Sewage leaks can be very dangerous so it's important you stay safe.

  • Do not walk through flood waters if you can avoid it - they may contain sewage and other dangers. You should also keep children and pets away from the affected area.
  • Wash your hands and disinfect footwear after any contact with the sewage.
  • Turn off electricity and gas points if sewage is in danger of reaching them.
  • Take extra care around flooded areas - manhole covers may have been moved by the water. You might not be able to see this, and you could fall and injure yourself.
  • Never attempt to unblock a sewer yourself – this would put you at risk and could make the situation worse. You should wait for a professional to come and deal with the problem.
  • Protect cuts and grazes with waterproof dressings and wear rubber gloves to protect yourself while cleaning up.
  • Don’t eat any fruit or vegetables grown in the garden if there has been a sewage leak, and don’t plant any new ones for at least six months.
HomeServe employee

Get future protection for your property with HomeServe

HomeServe offer a range of policies, and if things go wrong, an approved engineer will be there to get things sorted.
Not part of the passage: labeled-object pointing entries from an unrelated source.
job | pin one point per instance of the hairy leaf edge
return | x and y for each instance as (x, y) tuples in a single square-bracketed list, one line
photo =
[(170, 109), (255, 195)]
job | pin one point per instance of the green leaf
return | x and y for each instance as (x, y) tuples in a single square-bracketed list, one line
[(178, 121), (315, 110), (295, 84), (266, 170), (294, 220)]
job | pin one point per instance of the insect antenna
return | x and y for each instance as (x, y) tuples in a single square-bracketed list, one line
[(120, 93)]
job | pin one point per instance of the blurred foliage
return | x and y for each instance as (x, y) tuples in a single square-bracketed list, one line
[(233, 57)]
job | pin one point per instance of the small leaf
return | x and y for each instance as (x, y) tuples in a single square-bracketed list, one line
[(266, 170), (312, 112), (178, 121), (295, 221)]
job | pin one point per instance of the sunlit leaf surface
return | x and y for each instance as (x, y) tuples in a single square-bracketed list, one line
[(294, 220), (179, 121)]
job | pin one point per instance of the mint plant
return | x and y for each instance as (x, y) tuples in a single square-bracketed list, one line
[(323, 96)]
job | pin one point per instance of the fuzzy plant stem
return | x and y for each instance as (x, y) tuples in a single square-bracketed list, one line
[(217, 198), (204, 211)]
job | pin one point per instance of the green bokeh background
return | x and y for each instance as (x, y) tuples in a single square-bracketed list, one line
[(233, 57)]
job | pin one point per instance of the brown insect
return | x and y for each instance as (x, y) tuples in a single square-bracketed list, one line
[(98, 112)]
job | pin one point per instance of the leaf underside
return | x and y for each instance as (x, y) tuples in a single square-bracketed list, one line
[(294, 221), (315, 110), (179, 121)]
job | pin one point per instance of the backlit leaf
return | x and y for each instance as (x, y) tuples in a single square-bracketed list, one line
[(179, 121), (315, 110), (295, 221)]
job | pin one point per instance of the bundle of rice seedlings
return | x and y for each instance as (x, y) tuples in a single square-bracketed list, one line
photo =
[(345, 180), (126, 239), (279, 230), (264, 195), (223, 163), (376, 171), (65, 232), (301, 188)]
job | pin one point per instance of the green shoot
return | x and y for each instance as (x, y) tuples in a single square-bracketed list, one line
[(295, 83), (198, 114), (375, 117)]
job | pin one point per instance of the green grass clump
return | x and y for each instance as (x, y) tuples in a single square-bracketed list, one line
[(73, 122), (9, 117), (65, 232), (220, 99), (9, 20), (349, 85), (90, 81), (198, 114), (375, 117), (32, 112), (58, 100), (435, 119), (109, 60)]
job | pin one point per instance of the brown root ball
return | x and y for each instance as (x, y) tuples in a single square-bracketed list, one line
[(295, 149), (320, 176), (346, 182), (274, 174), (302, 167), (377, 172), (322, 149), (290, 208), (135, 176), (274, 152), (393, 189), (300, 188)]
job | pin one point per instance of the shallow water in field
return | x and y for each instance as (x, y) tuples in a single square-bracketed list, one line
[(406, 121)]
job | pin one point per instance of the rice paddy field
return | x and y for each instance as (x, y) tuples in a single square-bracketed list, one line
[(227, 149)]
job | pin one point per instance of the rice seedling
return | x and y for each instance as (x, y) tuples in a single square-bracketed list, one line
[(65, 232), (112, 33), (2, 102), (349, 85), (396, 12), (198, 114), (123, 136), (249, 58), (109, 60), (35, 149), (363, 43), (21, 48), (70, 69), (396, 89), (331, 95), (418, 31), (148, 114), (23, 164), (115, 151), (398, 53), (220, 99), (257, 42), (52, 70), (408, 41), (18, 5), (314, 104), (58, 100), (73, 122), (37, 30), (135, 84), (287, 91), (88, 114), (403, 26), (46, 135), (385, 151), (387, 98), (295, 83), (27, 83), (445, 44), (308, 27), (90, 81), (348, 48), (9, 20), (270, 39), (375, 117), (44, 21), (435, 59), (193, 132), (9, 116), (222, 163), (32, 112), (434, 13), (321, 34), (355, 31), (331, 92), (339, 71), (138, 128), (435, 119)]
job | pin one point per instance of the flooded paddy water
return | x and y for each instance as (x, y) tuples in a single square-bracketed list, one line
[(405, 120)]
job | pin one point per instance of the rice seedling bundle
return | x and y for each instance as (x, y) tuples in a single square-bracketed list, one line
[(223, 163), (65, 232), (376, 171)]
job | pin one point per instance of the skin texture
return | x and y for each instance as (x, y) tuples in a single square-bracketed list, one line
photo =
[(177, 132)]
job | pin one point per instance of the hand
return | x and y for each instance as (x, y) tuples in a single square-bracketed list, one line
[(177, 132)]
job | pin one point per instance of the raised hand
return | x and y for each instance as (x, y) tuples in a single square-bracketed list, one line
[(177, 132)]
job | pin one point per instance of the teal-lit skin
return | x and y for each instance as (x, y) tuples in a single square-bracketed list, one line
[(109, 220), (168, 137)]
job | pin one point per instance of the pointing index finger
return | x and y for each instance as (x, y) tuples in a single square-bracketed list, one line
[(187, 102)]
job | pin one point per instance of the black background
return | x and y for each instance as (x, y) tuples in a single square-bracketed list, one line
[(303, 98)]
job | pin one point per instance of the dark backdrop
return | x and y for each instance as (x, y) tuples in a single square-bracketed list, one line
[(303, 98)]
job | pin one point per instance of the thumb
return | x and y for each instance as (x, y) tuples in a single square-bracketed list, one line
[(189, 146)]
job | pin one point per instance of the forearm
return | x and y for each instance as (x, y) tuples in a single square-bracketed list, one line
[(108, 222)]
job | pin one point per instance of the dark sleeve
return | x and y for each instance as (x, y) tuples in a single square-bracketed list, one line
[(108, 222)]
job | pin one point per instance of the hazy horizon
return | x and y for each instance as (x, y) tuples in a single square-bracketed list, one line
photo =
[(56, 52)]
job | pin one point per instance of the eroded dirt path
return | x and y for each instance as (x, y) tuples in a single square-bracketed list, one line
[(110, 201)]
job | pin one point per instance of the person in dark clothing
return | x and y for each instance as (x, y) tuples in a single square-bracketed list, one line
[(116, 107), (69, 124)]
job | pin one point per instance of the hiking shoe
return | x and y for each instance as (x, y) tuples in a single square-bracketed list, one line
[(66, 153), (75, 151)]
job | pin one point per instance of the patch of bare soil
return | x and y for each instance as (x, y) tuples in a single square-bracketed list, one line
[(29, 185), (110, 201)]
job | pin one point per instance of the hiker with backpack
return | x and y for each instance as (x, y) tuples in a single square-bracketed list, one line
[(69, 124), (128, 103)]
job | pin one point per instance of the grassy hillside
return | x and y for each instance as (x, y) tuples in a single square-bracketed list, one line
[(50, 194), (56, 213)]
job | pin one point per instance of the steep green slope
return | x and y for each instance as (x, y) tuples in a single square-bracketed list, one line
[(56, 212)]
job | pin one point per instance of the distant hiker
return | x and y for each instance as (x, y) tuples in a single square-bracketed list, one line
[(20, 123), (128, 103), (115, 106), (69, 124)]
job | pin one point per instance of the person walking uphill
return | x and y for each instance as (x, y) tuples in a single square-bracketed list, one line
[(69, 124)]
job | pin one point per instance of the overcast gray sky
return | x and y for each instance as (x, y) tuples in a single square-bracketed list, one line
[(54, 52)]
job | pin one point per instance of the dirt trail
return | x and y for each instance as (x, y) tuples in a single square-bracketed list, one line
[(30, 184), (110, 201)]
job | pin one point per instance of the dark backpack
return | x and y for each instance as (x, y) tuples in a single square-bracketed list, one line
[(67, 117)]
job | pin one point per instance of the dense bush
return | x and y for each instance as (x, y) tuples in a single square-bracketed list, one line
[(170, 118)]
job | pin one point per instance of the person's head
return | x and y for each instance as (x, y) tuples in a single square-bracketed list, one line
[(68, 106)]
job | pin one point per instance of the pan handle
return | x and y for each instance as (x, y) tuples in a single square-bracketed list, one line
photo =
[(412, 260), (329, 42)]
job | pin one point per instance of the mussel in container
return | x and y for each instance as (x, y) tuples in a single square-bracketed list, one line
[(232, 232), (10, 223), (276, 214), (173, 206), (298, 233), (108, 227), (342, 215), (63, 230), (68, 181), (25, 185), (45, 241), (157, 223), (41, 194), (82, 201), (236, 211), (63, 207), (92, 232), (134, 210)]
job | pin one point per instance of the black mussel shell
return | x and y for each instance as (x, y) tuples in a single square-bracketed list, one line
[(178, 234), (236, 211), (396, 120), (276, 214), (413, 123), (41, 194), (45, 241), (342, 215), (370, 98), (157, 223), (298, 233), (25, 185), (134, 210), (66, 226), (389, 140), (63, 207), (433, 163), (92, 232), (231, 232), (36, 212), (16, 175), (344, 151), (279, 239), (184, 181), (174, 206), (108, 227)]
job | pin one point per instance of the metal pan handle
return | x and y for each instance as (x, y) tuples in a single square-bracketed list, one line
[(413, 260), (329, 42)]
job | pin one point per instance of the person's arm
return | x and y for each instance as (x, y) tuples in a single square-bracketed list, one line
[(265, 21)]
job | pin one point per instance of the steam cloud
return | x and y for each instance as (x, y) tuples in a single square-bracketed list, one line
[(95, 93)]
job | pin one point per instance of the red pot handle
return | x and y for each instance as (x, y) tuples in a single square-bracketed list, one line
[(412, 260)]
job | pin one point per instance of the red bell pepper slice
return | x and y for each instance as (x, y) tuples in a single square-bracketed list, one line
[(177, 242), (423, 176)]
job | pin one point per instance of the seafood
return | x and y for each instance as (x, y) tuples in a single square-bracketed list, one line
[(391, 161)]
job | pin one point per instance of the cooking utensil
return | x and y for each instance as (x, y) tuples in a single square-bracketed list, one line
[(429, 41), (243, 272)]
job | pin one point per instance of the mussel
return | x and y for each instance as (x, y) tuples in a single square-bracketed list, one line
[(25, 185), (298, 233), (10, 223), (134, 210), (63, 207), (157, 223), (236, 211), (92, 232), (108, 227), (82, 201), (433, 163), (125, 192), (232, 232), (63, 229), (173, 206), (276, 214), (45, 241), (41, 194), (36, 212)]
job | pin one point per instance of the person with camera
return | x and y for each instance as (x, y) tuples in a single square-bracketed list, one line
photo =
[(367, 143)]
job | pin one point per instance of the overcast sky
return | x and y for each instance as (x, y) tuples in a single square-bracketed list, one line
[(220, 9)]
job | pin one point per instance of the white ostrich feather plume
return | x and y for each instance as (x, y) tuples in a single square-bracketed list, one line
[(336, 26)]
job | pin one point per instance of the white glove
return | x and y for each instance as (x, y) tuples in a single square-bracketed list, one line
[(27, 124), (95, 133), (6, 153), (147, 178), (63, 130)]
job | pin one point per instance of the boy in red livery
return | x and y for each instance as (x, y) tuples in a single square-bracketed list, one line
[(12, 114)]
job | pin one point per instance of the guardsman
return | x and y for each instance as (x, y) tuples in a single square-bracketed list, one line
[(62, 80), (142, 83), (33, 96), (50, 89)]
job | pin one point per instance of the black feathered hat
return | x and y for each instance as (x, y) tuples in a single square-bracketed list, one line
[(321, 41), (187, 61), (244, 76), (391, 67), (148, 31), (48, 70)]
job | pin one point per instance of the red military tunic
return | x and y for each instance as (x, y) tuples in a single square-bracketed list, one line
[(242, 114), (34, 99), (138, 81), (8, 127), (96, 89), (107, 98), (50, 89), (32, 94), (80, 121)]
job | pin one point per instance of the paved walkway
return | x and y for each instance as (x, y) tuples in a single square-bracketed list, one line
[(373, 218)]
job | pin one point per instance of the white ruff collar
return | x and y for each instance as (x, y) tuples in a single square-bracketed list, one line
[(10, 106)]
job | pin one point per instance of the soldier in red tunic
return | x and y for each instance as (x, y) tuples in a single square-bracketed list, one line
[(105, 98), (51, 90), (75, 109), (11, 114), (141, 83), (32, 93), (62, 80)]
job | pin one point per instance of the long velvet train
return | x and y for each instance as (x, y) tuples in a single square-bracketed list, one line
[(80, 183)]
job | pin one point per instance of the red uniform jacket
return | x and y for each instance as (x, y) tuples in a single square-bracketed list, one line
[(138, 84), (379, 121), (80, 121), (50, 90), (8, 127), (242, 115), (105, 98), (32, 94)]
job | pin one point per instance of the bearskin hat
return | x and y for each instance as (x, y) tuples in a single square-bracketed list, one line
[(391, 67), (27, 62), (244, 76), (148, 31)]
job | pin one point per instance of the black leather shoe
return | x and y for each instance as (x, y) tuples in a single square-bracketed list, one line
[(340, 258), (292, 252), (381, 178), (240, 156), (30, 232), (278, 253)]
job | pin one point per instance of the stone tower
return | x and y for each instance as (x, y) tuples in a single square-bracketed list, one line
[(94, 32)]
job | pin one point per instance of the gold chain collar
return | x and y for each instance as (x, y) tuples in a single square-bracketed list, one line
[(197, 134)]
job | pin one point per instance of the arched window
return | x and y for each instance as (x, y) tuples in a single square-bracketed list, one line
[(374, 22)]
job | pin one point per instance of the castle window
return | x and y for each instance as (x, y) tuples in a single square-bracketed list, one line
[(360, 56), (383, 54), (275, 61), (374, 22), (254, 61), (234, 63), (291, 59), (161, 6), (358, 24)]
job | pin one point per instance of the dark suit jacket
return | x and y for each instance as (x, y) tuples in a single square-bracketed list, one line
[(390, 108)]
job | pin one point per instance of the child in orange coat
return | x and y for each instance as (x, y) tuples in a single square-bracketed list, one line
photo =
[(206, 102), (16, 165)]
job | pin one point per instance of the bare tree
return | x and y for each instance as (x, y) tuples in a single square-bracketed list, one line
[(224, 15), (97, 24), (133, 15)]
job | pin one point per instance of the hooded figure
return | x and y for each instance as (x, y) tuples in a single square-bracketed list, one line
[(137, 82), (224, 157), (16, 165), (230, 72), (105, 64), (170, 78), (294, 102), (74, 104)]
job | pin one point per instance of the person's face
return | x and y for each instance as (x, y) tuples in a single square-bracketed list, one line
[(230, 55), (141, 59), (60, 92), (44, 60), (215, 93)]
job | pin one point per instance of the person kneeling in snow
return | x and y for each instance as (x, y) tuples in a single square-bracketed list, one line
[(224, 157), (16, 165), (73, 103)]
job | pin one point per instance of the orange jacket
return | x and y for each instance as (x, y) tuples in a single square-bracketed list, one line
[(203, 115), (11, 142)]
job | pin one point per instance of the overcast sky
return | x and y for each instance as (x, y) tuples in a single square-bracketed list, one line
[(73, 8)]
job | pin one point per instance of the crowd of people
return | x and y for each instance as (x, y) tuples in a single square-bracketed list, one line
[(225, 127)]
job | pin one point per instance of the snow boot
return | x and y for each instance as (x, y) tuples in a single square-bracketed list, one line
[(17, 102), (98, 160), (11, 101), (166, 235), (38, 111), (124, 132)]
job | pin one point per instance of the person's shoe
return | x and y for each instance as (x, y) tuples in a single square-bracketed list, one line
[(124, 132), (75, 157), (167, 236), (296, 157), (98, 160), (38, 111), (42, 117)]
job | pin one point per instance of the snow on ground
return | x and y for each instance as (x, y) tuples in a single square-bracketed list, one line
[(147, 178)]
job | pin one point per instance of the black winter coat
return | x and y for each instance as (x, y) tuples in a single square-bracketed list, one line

What causes a sewer to leak or flood?

There are many things that could cause a sewer to leak or flood, here are some examples:

  • Blockages can be caused by flushing wipes down the toilet. Only the three Ps, pee, poo and (toilet) paper, should go down the loo.
  • The sewer could become too full because of heavy rainfall.
  • Heavy rainfall can cause river levels to rise, forcing river water to back up into our sewer network. 
  • Sewers can become blocked by flushing the wrong things or pouring fat and oil down the kitchen sink.
  • Tree roots can damage sewers as they grow.
  • The sewer may have collapsed.
  • There might be a problem with a nearby pumping station.

How can I prevent blockages?

A lot of blockages are caused by flushing wipes or pouring fat down the kitchen sink. For more information on what can go down the drains and what shouldn’t, see our Bin it campaign.

What are Yorkshire Water doing to help stop sewer leaks and flooding?

A small number of properties are at risk because of overloaded sewers and we are putting money into a programme to lower this. We'll let you know if yours is at risk and keep you up to date with how we’re getting on.

If weather conditions are extreme, like a major storm, we can’t guarantee a sewer won’t flood or leak – even if we respond quickly. If this happens and your property is at risk, we’ll send someone to look at the problem as quickly as possible. If sewage has already entered your property, you will be a priority.

How do I clean my property after a sewage leak?

  • Wash all hard surfaces with a mild detergent or disinfectant. If you are using disinfectant, don’t wipe it off immediately or it won’t work as well.
  • Put any soft furnishings that are heavily damaged and can’t be repaired outside – this will help stop bacteria spreading.
  • Wash all clothing, bedding and other soft items at 60°c or above. Items that aren’t machine washable should be professionally cleaned or disposed of.
  • Let everything dry completely – this will help kill germs. Gentle heating with ventilation will help things dry.

How do I clean my garden after a sewage leak?

  • Wash and disinfect hard surfaces like paths and drives – keep off them for 3 hours to let the disinfectant work.
  • Don’t apply disinfectant to lawns and borders because it can kill plants. The best thing to do is leave them and let nature take its course.
  • Don’t dig or rake any affected ground, this will spread the bacteria deeper into the soil.
  • The sun’s UV rays are great at killing bacteria. This can happen in just 9 days when the weather is warm and dry. If the weather is cold and wet, it could take around 25 days for bacteria levels to return to normal.